Strings and dates

Day 3, A

Michael C Sachs

Basic string stuff

Special characters

  • Strings are enclosed in single or double quotes
  • “\” is treated as an “escape character” in strings, meaning whatever comes after it is treated as special, e.g., “\n” for newline, “\t” for tab
  • To get quotes inside quotes, you can
    • mix single and double: "'Woof', he barked"
    • escape with backslash: "\"Woof\", he barked"
  • To get a backslash, you need to escape the backslash: "\\"

Combining strings

You know about paste and paste0. I like to use sprintf(<format>, ...)
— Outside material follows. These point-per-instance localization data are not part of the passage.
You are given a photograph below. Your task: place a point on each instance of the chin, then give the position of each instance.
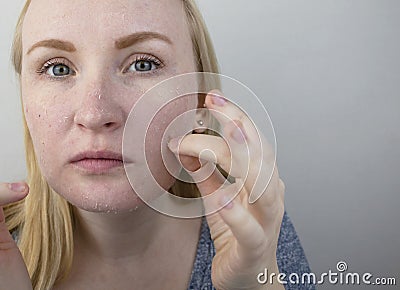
(99, 195)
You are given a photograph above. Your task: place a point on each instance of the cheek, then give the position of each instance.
(46, 124)
(162, 129)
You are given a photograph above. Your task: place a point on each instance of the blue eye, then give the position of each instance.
(145, 63)
(58, 70)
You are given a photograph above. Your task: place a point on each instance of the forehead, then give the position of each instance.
(106, 19)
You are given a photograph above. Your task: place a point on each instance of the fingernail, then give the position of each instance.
(17, 187)
(173, 144)
(217, 100)
(238, 134)
(226, 203)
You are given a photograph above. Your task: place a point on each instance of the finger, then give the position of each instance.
(206, 147)
(225, 112)
(12, 192)
(243, 138)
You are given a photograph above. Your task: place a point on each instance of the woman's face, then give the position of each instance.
(85, 64)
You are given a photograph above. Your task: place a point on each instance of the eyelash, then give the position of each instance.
(57, 61)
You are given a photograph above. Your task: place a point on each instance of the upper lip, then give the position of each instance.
(97, 155)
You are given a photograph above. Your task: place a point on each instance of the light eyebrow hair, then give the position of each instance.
(134, 38)
(121, 43)
(54, 43)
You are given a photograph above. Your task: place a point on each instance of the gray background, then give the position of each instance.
(329, 74)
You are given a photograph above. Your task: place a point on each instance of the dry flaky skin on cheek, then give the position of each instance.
(87, 110)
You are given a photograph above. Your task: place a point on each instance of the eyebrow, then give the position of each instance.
(121, 43)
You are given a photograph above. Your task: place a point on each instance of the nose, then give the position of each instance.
(99, 110)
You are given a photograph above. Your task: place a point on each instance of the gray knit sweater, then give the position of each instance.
(290, 257)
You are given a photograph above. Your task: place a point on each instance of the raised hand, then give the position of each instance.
(245, 234)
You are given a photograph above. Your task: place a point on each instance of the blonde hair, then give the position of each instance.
(44, 219)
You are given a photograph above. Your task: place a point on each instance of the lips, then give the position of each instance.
(97, 162)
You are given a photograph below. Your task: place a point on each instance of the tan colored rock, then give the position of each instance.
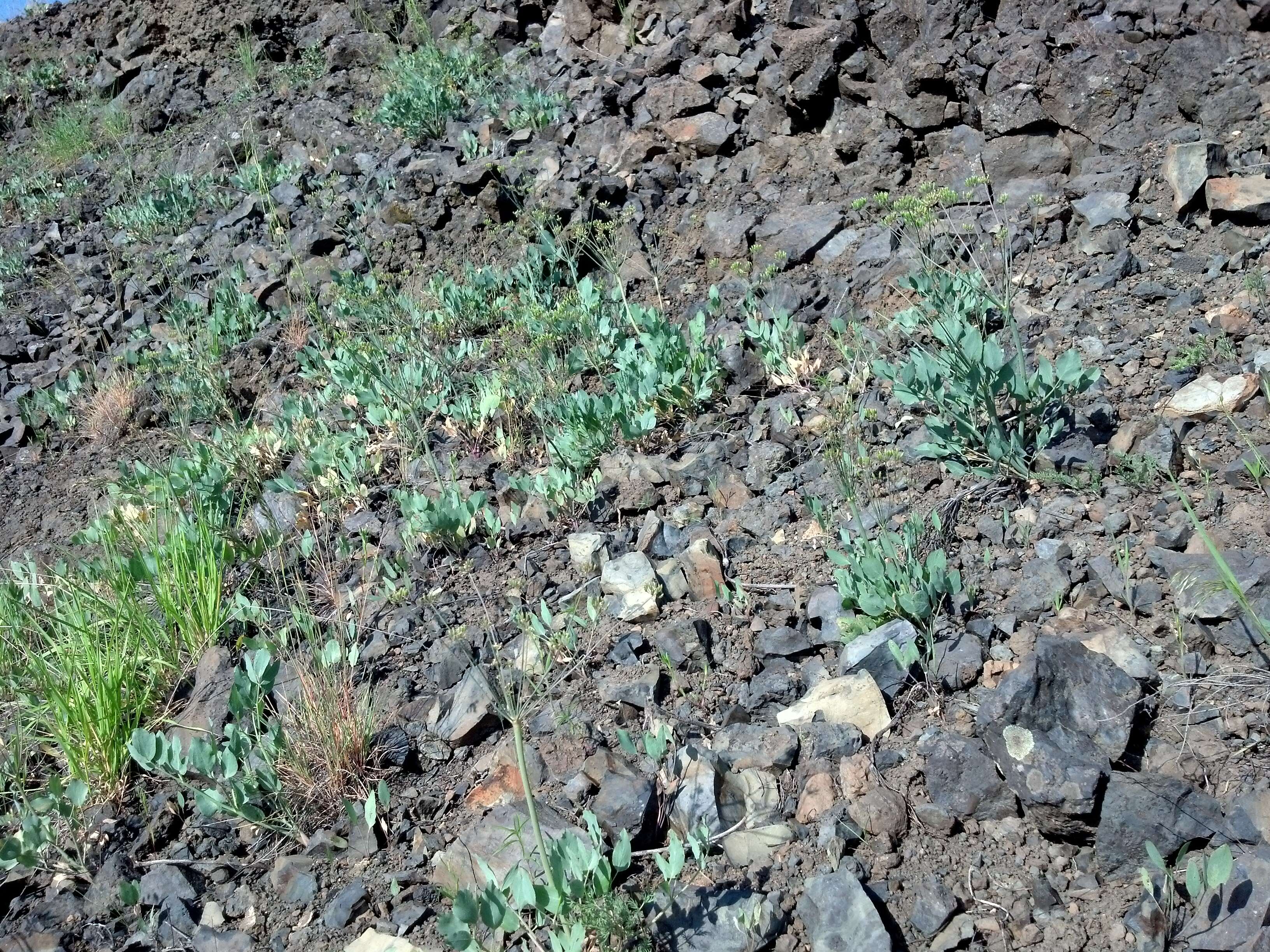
(881, 812)
(702, 569)
(372, 941)
(1119, 648)
(817, 798)
(1232, 319)
(705, 133)
(854, 698)
(1246, 196)
(1207, 396)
The format contains special characters starting with “%” to determine how the character should look, and data passed to the ... gets inserted into the format:

library(palmerpenguins)
sprintf("mean and sd of %s: %.2f (%.2f)", "bill depth (mm)", 
        mean(penguins$bill_depth_mm, na.rm = TRUE), 
        sd(penguins$bill_depth_mm, na.rm = TRUE))
[1] "mean and sd of bill depth (mm): 17.15 (1.97)"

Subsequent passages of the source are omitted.